The S&P 500 flirted with 2,300 resistance Tuesday, but yet again failed to break through. Is this a healthy and normal pause before the next leg higher? Or are we running out of steam and on the verge of rolling over? That’s the question on everyone’s mind.
2,280 has been a ceiling for this market since early December. We broke through briefly at the end of January but failed to hold those gains. This is our second assault on 2,300 and thus far things don’t look any different. But the thing to remember is we tumble from unsustainable levels quickly. We have been hanging out near these record highs for two-months.
If this market was fragile and vulnerable, we would have crashed a long time ago. There have been more than enough reasons for this market to selloff, yet every time it refuses the invitation and we run out of sellers. Say what you will about the fundamentals of this market, but when confident owners don’t sell bearish headlines and weak price-action, supply stays tight and prices remain resilient. If the sellers failed to materialize over the last eight weeks, why would they show up now and sell far more benign headlines and price-action? That is the question every bear needs to answer. If it didn’t happen then, why is it going to happen now?

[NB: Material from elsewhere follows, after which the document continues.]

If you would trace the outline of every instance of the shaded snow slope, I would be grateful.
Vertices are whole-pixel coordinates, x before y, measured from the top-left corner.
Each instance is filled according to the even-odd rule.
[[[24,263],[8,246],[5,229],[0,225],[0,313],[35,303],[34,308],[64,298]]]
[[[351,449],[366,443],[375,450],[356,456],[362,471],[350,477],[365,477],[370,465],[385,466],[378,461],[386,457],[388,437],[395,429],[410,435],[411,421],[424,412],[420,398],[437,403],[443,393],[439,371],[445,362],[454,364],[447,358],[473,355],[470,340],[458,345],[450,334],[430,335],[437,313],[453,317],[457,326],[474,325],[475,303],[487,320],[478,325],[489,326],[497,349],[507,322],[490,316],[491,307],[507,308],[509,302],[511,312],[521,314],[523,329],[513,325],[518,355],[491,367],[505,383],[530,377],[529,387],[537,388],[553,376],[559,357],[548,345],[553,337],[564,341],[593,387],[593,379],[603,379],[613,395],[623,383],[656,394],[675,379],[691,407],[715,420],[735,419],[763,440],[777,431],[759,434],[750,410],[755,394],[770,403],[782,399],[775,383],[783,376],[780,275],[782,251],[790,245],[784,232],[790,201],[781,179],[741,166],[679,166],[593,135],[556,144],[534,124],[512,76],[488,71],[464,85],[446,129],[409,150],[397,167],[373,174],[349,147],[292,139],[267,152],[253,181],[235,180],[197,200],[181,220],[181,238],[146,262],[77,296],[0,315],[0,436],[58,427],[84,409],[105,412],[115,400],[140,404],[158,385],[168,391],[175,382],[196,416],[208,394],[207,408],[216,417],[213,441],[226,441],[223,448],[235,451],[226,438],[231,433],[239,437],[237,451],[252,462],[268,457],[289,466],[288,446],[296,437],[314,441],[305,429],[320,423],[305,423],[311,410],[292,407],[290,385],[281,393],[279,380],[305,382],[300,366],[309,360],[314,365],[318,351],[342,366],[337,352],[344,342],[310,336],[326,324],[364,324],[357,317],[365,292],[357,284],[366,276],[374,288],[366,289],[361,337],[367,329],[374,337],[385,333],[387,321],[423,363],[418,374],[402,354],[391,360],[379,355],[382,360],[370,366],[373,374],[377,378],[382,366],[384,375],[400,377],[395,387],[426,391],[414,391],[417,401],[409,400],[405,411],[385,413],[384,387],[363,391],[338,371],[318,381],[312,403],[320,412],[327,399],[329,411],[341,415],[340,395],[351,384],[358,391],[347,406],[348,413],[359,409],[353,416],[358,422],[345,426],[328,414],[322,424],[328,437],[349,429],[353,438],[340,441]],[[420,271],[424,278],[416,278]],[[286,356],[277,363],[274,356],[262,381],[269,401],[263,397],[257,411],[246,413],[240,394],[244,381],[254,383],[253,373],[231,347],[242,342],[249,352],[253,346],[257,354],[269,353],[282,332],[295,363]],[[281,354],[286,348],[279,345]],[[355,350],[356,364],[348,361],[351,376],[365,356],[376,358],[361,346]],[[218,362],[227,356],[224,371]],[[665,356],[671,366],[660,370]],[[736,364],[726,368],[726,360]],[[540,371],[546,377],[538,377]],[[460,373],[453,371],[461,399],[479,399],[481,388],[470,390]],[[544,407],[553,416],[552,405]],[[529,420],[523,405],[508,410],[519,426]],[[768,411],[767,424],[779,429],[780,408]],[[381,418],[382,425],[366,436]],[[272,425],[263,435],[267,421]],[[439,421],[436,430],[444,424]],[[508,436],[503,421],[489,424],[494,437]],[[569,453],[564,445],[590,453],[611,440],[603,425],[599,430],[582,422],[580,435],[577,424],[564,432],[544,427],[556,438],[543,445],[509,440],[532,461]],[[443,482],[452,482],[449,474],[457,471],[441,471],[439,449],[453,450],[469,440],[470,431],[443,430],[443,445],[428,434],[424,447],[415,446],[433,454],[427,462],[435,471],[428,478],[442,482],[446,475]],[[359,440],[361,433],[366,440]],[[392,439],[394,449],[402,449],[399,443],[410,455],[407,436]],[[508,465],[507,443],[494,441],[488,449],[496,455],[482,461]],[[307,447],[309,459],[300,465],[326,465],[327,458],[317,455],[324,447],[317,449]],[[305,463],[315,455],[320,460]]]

That said, tepid demand has been a major headwind for the market at the upper end of the trading range. While confident owners are keeping supply tight, those with cash prove just as stubborn when it comes chasing record highs. When no one is selling and no one is buying, we trade sideways. We know this stalemate cannot last forever, and at least for the near-term, the path of least resistance is higher. What happens after we breakout is less clear, but unless something unexpected happens, don’t bet against this market just yet.